Il progetto è nato da un’idea di Christian Luisi. Lui aveva in mente di riunire tutti i comici sardi, ma quale sarebbe stato il motivo di fondo? Dopo una serata presentata da lui, durante la quale ero coinvolto come ospite, dietro le quinte mi ha detto soltanto una parola, che è bastata a togliermi il fiato per un attimo: la SLA. Poi ho scoperto che quel fiato sospeso era il “La” a qualcosa di grande a cui avrei potuto dare tanto e che al contempo mi avrebbe migliorato come autore ma anche come uomo.
Christian mi raccontò che la SLA è un tema a lui molto caro, in quanto lo coinvolge in prima persona a livello familiare. Questo è bastato a convincermi e qualche giorno dopo, pensando a come poter scrivere la canzone mi è venuto il titolo “Chi non lo SLA”. Ho scritto prima il ritornello, poi tutte le strofe e a lui è piaciuto subito.

C’è un episodio o una persona in particolare a cui ti sei ispirato per scrivere il testo?
Per scrivere la canzone, che non ha nulla di comico, mi sono ispirato ad un’intervista che avevo visto su “Le Iene”, in cui Paolo Palumbo, di Oristano, raccontava la sua testimonianza. Lui è il malato di SLA più giovane d’Italia e ha ideato dei tamponi per aiutare chi ha problemi di deglutizione nella percezione dei sapori. Quanto è bastato a far scattare la scintilla e far partire la penna. Infatti la canzone è studiata come se fosse un malato di SLA a parlare e in una strofa recita “Una soluzione cercala con me, grida tu il mio nome, fai sapere a tutti che possiamo accendere una luce”.Secondo me, tutti abbiamo il dovere di credere alla luce, alla speranza!

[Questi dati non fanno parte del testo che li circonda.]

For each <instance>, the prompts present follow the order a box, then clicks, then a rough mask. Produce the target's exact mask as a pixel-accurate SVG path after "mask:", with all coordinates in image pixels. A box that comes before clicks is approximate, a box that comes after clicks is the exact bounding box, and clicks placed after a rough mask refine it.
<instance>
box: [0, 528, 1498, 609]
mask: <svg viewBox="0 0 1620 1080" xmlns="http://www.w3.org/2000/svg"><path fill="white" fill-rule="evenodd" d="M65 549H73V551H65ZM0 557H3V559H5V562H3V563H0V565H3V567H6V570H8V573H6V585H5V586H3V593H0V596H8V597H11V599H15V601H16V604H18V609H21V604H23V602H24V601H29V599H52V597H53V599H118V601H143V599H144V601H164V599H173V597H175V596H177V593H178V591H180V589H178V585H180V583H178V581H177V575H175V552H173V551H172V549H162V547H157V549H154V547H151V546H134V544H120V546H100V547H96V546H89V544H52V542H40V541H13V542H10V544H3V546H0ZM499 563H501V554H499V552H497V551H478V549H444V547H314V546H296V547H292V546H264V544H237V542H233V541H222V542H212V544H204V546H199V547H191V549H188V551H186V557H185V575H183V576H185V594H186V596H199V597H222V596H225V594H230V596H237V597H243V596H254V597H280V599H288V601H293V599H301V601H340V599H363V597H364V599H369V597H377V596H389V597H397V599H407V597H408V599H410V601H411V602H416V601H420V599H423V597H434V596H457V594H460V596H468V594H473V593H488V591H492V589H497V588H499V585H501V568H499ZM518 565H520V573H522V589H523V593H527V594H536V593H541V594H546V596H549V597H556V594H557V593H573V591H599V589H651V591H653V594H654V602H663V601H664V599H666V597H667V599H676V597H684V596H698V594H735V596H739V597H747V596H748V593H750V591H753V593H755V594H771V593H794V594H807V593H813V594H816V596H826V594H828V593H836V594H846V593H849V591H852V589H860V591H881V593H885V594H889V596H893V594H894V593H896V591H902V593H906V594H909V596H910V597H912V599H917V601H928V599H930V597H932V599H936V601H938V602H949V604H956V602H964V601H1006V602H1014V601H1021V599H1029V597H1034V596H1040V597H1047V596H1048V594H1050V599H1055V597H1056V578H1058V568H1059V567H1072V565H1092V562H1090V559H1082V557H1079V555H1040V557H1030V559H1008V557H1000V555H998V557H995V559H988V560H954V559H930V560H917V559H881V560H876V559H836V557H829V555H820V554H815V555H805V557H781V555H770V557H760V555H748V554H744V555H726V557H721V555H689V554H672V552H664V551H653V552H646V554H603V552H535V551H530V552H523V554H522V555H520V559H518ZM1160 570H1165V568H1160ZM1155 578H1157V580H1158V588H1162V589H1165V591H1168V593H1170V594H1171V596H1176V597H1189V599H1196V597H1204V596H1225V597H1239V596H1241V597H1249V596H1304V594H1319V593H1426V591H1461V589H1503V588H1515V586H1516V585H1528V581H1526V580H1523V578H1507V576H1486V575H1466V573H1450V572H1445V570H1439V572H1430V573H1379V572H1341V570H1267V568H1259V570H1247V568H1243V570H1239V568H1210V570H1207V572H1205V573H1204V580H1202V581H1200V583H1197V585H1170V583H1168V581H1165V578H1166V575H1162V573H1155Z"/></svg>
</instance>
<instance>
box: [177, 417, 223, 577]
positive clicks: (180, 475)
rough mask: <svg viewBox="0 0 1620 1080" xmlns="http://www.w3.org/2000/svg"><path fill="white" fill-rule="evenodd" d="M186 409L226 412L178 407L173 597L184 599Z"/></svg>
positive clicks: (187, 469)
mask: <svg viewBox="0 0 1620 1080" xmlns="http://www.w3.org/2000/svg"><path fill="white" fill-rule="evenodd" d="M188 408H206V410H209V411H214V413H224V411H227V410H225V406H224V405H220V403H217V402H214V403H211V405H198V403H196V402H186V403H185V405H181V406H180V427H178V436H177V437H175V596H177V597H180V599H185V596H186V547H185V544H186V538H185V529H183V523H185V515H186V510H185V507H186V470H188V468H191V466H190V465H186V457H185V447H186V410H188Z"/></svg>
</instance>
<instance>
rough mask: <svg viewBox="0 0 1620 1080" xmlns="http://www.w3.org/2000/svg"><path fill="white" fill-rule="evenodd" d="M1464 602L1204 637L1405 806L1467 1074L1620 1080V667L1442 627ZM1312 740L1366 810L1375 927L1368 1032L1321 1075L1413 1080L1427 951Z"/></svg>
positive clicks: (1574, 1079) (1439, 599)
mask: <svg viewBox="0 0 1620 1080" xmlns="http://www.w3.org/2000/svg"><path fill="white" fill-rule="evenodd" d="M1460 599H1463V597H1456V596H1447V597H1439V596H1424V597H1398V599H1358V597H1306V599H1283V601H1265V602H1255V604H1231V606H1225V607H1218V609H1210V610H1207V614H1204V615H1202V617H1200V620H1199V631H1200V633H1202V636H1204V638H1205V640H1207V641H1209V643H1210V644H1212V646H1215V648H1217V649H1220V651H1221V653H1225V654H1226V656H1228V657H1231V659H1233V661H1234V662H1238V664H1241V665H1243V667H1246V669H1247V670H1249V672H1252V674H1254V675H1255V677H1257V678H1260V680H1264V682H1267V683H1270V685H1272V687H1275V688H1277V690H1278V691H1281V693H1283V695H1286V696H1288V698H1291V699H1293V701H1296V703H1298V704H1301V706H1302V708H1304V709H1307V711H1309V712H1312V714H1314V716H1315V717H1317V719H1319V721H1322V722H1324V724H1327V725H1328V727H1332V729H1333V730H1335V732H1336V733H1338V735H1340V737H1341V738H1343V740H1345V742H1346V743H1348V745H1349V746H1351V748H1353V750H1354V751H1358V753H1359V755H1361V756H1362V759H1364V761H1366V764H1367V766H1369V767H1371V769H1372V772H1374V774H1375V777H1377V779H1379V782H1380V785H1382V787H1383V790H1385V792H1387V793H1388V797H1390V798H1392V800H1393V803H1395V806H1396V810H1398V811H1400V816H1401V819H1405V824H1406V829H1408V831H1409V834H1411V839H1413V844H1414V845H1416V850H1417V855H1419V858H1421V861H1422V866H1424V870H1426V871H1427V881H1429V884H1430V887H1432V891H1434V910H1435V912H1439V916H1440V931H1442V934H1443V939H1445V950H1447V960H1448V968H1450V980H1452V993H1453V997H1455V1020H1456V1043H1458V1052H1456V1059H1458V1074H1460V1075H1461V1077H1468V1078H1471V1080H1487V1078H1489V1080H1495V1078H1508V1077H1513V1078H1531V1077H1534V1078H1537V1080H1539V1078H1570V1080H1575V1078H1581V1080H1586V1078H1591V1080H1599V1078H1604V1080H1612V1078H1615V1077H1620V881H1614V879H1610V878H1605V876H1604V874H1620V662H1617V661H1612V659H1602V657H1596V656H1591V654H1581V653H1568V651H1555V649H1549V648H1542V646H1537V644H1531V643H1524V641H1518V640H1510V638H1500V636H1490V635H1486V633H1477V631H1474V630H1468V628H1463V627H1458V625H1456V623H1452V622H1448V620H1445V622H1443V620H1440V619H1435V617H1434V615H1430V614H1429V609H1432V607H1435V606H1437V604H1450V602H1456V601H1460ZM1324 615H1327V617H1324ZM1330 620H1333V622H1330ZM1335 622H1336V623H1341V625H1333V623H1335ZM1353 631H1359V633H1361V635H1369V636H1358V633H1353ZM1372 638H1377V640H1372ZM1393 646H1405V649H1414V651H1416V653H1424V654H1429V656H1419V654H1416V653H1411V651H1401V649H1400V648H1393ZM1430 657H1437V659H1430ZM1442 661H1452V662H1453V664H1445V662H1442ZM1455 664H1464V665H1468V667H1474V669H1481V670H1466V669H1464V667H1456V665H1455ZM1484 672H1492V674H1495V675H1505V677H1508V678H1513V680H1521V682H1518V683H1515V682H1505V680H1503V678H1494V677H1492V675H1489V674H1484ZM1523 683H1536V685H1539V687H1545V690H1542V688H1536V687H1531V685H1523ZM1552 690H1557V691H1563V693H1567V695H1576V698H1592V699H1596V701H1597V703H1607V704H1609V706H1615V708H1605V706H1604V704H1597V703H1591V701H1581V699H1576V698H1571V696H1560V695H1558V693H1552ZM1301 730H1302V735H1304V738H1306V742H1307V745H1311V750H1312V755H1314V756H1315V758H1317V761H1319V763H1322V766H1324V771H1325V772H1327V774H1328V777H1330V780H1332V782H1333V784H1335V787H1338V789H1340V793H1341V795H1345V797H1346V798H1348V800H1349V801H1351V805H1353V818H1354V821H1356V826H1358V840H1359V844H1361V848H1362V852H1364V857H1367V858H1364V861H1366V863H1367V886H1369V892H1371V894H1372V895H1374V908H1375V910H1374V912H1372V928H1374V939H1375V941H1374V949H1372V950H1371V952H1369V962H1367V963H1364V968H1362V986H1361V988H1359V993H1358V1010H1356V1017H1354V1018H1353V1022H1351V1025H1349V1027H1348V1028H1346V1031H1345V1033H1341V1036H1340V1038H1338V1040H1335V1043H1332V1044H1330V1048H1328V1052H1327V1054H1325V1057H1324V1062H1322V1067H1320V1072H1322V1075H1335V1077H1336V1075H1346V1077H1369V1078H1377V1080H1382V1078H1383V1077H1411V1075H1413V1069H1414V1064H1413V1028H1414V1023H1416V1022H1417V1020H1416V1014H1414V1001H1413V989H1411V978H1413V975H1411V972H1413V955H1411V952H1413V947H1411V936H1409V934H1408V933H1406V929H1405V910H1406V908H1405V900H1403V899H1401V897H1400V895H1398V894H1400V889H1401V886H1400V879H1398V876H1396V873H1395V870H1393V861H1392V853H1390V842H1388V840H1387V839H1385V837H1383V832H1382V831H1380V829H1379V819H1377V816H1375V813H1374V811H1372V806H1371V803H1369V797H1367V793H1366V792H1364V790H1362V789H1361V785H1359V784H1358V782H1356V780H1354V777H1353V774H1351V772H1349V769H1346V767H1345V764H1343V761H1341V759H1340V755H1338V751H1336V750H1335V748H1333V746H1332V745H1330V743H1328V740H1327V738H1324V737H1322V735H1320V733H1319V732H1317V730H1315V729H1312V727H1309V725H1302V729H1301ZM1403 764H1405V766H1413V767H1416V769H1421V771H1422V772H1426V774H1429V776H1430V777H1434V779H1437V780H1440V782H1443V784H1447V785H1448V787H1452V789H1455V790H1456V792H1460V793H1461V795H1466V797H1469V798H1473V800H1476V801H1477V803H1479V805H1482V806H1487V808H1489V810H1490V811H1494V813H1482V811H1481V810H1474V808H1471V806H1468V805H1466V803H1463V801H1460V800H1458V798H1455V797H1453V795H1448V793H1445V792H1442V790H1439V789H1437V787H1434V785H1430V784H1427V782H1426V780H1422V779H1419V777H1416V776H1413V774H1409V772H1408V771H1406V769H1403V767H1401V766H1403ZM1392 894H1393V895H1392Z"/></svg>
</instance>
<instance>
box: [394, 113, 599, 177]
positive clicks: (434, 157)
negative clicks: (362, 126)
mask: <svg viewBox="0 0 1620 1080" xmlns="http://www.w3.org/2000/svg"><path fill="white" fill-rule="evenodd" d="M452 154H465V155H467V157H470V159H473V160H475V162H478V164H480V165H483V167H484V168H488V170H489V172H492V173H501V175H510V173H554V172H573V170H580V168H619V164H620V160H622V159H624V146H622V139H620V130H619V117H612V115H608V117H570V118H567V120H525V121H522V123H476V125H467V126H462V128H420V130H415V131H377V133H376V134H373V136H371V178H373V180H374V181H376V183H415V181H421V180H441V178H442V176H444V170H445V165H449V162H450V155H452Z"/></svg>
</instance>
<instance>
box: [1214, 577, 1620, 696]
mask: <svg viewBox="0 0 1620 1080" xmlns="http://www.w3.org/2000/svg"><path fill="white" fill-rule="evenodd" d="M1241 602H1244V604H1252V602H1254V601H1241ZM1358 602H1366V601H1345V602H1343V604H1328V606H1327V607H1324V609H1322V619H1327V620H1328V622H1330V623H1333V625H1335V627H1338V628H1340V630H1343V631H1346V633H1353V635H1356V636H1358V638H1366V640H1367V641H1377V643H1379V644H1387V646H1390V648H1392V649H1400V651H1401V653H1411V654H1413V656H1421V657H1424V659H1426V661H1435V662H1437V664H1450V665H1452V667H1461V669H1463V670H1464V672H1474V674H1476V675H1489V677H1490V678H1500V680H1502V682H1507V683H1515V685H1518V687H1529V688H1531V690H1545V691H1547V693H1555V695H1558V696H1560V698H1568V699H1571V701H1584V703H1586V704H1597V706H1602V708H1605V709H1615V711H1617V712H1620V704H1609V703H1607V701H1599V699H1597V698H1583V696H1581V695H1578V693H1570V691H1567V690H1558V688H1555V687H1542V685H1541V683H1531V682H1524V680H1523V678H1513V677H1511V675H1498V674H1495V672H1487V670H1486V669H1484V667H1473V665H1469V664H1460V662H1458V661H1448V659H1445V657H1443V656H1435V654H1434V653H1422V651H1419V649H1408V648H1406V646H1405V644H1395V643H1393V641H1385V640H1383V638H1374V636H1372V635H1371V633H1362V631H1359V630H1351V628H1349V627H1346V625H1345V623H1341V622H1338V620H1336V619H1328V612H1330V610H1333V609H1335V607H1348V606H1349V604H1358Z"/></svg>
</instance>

In che modo si può contribuire al progetto?
Paolo, che ha 19 anni, ha formato un dream team con l’obiettivo di sensibilizzare e raccogliere fondi per finanziare la ricerca sulla SLA. Si può trovare la sua storia e gli importanti obiettivi che sta portando avanti sul sito iostoconpaolo.saporiacolori.it
Le visualizzazioni del video su YouTube non monetizzano, mentre ciò che fa la differenza è il ricavato dalla vendita del libro “Sapori a colori”, scritto da Paolo Palumbo e dallo chef Luigi Pomata, e il nostro CD, ma soprattutto le donazioni spontanee sul sito. Chiunque può donare, seguendo l’hastag #iostoconpaolo. È bene precisare che non ci sono rimborsi, quindi viene tutto interamente devoluto alla ricerca, nell’ottica della trasparenza.

Oltre alla comicità, c’è anche un’ironia della sorte…
Sì, nella canzone c’era una parte in sardo, che è stata ripresa, riscritta e cantata da Soleandro. Avevo sempre sognato di collaborare con lui, e attraverso questo progetto sono riuscito a mettere anche un bel sigillo all’opera, come una gemma preziosa che impreziosisce un anello. Avevo scritto la canzone per Paolo Palumbo e poi, per altre vie, il ricavato del CD è stato devoluto al suo progetto.Ironia della sorte, sì, infatti quando l’ho conosciuto, alla presentazione del disco, gli ho detto “la canzone l’hai scritta tu”, perché in realtà è così.